The taxon has long been considered a nomen dubium, owing to its fragmentary nature and some doubt as to its precise geographic and stratigraphic origins (see Tykoski et Rowe, 2004, p. 50). However, a redescription of the type material by Rauhut (2004) has shed some light on these questions and seems to establish the taxonomic validity of Genyodectes serus, the only species referred to the genus.

English paleontologist Sir Arthur S. Woodward described Genyodectes in 1901, and, after Loncosaurus (Ameghino, 1899; nomen dubium), it is the second non-avian dinosaur described from the South American continent, and it remained the most completely known South American theropod until the 1970s.

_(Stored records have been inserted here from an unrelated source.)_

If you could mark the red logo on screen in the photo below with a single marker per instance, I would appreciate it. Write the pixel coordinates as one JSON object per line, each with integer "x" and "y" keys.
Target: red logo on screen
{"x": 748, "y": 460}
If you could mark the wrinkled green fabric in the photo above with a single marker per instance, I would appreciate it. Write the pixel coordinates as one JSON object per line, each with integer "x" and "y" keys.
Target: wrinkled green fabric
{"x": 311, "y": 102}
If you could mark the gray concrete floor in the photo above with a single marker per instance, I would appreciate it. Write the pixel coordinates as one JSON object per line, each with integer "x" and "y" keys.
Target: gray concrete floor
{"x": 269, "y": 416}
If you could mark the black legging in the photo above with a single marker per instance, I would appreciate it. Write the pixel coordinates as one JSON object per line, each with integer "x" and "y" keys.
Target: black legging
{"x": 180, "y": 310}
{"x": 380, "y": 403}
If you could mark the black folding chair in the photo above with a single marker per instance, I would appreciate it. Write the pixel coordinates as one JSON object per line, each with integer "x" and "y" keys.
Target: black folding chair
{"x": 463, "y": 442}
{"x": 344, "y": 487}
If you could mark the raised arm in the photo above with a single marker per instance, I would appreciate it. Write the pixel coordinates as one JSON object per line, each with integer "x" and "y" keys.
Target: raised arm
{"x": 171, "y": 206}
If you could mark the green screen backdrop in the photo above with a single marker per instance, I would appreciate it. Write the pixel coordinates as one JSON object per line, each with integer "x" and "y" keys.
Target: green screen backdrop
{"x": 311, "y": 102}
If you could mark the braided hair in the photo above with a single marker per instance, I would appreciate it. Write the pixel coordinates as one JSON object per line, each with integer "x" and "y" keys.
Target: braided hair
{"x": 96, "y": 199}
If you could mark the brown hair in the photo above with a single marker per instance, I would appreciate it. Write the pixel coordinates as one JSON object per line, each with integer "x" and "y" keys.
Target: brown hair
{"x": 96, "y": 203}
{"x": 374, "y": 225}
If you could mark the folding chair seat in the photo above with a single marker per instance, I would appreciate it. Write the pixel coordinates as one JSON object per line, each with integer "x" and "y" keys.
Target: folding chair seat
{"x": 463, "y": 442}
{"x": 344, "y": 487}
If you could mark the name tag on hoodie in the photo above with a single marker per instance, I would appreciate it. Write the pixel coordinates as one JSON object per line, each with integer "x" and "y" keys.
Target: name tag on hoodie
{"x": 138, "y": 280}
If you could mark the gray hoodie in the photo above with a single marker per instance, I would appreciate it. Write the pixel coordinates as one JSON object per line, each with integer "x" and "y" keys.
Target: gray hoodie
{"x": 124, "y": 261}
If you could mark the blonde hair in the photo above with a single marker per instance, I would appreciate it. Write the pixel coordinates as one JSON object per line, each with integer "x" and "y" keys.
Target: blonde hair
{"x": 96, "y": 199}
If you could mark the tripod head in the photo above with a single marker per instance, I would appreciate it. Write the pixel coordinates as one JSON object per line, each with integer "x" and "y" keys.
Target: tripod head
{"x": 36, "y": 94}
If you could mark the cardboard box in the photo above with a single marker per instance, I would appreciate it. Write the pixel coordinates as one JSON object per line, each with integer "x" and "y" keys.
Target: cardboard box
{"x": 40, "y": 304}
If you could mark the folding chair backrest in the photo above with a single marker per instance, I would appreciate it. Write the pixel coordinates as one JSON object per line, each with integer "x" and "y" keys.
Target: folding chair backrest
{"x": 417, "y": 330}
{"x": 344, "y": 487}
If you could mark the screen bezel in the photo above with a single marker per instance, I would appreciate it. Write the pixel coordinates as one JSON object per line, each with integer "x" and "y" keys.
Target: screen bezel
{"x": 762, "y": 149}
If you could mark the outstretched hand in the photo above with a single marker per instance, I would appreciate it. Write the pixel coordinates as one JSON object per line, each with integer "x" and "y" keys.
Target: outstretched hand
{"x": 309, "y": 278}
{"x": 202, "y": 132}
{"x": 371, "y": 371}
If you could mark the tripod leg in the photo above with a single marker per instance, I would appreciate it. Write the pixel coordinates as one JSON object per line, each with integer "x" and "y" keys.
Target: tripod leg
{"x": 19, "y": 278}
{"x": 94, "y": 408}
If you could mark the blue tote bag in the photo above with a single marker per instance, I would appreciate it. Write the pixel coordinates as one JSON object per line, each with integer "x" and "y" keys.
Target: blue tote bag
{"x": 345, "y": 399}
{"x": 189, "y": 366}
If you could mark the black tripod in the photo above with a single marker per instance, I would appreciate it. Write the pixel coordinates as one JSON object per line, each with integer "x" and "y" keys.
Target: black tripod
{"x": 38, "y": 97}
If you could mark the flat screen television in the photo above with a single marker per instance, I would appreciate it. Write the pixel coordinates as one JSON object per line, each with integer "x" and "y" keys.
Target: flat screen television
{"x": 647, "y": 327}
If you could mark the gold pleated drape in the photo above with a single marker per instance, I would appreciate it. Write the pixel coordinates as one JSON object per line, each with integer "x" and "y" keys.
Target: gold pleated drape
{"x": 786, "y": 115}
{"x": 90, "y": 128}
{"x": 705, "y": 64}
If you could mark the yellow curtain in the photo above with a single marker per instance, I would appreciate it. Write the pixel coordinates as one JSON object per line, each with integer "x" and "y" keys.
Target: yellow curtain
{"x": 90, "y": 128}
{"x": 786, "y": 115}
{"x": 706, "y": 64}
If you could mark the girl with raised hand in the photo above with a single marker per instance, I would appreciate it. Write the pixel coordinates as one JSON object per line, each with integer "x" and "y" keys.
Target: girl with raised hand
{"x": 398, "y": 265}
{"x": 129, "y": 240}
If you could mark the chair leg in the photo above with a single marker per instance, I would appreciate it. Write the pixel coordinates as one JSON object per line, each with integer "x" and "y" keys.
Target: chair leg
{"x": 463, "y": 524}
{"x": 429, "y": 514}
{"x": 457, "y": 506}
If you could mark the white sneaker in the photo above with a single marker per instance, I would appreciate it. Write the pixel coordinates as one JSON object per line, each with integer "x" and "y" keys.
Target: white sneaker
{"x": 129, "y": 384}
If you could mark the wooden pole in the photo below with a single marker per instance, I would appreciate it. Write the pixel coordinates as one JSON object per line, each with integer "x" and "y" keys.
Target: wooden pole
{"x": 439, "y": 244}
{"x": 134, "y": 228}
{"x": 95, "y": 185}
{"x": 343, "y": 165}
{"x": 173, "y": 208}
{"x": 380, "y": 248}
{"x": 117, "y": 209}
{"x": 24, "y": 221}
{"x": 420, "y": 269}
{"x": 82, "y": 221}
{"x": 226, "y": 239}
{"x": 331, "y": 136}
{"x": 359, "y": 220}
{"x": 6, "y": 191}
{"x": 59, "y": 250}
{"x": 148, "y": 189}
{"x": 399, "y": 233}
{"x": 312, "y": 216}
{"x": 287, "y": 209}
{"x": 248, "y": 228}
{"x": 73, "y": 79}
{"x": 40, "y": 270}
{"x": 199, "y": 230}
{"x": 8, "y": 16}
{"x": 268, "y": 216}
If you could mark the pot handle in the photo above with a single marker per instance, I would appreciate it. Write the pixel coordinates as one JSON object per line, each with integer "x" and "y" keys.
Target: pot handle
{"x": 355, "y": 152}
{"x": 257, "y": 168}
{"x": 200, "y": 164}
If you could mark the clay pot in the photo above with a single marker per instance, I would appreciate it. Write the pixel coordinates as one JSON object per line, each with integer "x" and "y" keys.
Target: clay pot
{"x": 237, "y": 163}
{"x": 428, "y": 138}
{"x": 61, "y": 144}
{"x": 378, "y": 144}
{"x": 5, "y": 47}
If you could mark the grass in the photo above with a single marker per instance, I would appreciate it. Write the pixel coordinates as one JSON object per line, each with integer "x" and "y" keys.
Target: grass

Over the last decade, the holotype has been variously referred to as a megalosaurid, a tyrannosaurid, Theropoda incertae sedis, and a possible abelisaurid (perhaps even a senior synonym of Abelisaurus). However, the removal of the holotype from the "artificial matrix" in which it had long been displayed has permitted a reevaluation of the specimen. Rauhut (2004, p. 900) concluded that the specimen lacks important abelisaurid and tyrannosaurid synapomorphies, but found many neoceratosaurian traits. This would seem to imply Genyodectes was closer to Ceratosaurus than the more derived abelisaurs (that also descended from animals like Ceratosaurus). Also, by studying historical records and preservation of the bones, Rauhut (2004, p. 894) concluded that the specimen was likely collected from the Cerro Castaño Member of the Cerro Barcino Formation (Aptian-Albian).

==Diagnosis==
Rauhut diagnoses Genyodectes serus as follows: "Differs from all theropods with the possible exception of Ceratosaurus in that the premaxillary teeth are arranged in an overlapping en-echelon pattern and the longest maxillary tooth crowns are longer apicobasally than the minimal dorsoventral depth of the mandible. Differs from Ceratosaurus in the presence of four, as opposed to three, premaxillary teeth."